Alan went down and ushered him out shortly afterwards following a brief discussion.  Sam, Samson, sat back down to watch.  So far from home, poor thing.  I wish I’d killed that bastard myself.

And then later, when I chose my new name, everyone thought it was because I wanted to be the strongest, but they got the wrong one.  I wanted the name of the other, the most disciplined and the bravest in the hardest of places.


The air-conditioning was turned up full and a radio played local music at a volume just below loud.

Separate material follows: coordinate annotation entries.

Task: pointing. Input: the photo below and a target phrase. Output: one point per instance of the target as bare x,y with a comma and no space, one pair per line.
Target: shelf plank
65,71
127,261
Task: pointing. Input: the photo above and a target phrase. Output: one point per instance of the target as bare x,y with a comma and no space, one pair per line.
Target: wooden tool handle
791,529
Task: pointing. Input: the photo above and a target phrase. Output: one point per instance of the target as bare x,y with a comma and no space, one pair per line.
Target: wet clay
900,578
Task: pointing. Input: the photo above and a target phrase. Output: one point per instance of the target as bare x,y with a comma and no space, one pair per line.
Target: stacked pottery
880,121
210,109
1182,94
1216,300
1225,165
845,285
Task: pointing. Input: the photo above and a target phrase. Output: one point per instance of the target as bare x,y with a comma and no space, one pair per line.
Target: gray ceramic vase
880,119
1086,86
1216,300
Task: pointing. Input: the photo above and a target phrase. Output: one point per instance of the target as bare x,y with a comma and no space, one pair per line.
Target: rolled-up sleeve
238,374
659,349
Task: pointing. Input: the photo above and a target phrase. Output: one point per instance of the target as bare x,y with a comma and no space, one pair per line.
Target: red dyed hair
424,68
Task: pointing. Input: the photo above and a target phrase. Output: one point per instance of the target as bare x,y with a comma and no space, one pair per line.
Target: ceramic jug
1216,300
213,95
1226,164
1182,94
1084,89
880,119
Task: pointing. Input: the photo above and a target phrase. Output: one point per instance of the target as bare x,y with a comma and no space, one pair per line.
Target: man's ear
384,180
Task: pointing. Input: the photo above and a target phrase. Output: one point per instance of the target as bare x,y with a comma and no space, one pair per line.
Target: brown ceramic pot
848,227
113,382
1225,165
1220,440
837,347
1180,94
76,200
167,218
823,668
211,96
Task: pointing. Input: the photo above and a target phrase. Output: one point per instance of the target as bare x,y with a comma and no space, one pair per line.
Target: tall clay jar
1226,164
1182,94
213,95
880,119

The weather was beginning to warm up outside, but was rarely other than hot in the day, but even so the aircon would soon make the room cold.  Together the sources of noise would impair any listening devices that may have evaded the last sweep.

The three men drinking tiny cups of strong coffee were in a sour mood.

“The news from England is disappointing; it looks like that whole effort has been compromised.”

The speaker was an ageing, well-built man wearing the traditional Gulf Arab robes of his class.  The man at whom his statement had been directed was clad in a western style suit, but wearing an open collar shirt, running to fat, late forties, with very dark hair and thick moustache.  His thick Turkish accented English of the Anatolian interior grated on the ears of his Arabian interlocutors.

“A set back, but we still have resources on the ground and others that can be directed to replace our losses quickly.  As you know we always plan for losses, volunteers are not the problem.  I believe we should press ahead; their will is not what it seems, whatever they say, they continue to weaken, offer compromise, concede ground…”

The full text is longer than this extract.